I don't understand how this demonstrated using agents overnight on the Internet? I'd really like to know how to do that. What did I miss?

@alx8439 15 күн бұрын

@@willjohnston8216 Mr. Witteven just mentioned this as a possible implication. I was just glad more people to turn their minds into some real world use cases for agentic flows - like giving a topic for your agent and let it research it, find products / software, which you would never find in ads, do some data gathering and processing for you, providing helpful summaries on a hot topics you never have time to investigate properly yourself, etc etc etc

@harshkesharwani5621 15 күн бұрын

Can I use function calling with llama.cpp?

@samwitteveenai 15 күн бұрын

in theory yes but might need to mess with how to get it accept them etc.
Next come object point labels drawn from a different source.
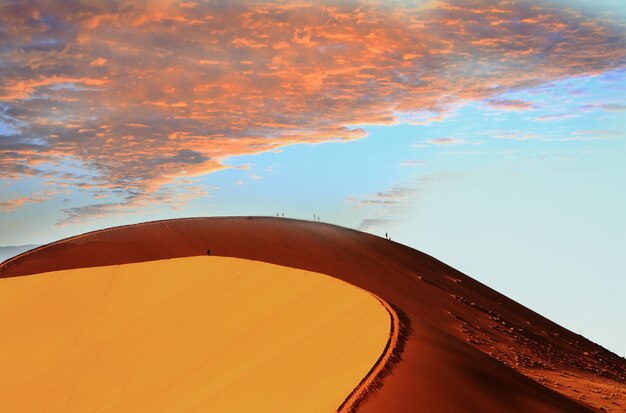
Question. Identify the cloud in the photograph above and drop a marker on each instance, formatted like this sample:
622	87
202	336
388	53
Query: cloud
592	135
141	94
609	107
446	141
412	164
385	208
553	118
517	136
510	104
14	204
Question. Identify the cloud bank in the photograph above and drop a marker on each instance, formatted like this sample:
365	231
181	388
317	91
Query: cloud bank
144	93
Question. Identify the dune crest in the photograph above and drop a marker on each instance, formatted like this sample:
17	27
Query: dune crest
470	348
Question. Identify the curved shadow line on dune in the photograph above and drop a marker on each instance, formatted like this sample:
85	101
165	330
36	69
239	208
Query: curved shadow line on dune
390	357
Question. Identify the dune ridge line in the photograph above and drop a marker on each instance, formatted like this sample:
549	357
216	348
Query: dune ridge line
373	380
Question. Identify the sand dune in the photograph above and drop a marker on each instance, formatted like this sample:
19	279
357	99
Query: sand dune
470	348
200	334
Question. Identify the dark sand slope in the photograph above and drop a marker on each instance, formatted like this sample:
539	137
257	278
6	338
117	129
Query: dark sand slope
471	349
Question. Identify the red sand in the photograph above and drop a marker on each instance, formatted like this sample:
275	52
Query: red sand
471	349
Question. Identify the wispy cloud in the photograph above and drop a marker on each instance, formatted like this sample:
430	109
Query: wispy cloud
511	104
554	118
412	164
13	204
144	93
610	107
594	134
383	209
446	141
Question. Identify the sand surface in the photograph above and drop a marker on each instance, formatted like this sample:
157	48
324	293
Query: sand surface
199	334
470	349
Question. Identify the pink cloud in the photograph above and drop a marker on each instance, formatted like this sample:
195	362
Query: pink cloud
148	93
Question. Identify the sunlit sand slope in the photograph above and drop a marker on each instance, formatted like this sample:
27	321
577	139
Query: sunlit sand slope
198	334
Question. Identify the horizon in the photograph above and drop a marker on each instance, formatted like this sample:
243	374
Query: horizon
489	135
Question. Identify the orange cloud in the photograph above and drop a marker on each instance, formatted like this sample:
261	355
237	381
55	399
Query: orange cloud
150	92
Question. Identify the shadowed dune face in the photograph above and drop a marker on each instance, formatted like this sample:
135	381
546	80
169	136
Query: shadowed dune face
471	349
192	334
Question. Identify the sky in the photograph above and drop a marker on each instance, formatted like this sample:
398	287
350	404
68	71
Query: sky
489	134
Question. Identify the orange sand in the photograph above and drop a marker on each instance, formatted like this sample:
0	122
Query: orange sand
201	334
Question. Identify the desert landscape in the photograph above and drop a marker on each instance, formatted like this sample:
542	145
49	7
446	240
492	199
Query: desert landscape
304	316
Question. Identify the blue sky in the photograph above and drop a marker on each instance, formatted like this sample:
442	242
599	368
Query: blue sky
492	138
@harshkesharwani5621 15 күн бұрын

How one can pass multiple functions and let model decide to use particular one. Does it supports multiple functions

@MavVRX 14 күн бұрын

The bind function takes in an array of functions so you can simply add the additional functions to the array separated by commas. E.g. [f1, f2]

@RobBominaar 14 күн бұрын

Well, actually, where are the functions? I only see a Json string.

@AIvetmed 15 күн бұрын

has someone tried to load the models other than using ollama like the huggingface transformer pipeline or in other words I would love to know how torun these models in Linux based servers like databricks where I am unable run ollama application in the background like in my windows PC?

@MavVRX 14 күн бұрын

Ollama already supports windows

@AIvetmed 14 күн бұрын

@@MavVRX for Linux based servers like databricks server

@samwitteveenai 14 күн бұрын

I made a Llama3 review deep dive video and show loading that in HF Transformers there in a colab

@StephenRayner 14 күн бұрын

You are not using latest version. It’s now called “bind” not bind_tools

@samwitteveenai 14 күн бұрын

I am using the latest langchain-experimental 0.58 the bind is used in the main function calling with prop models for the OllamaFunction they still have it as bind_tools. If I am missing something send me a link.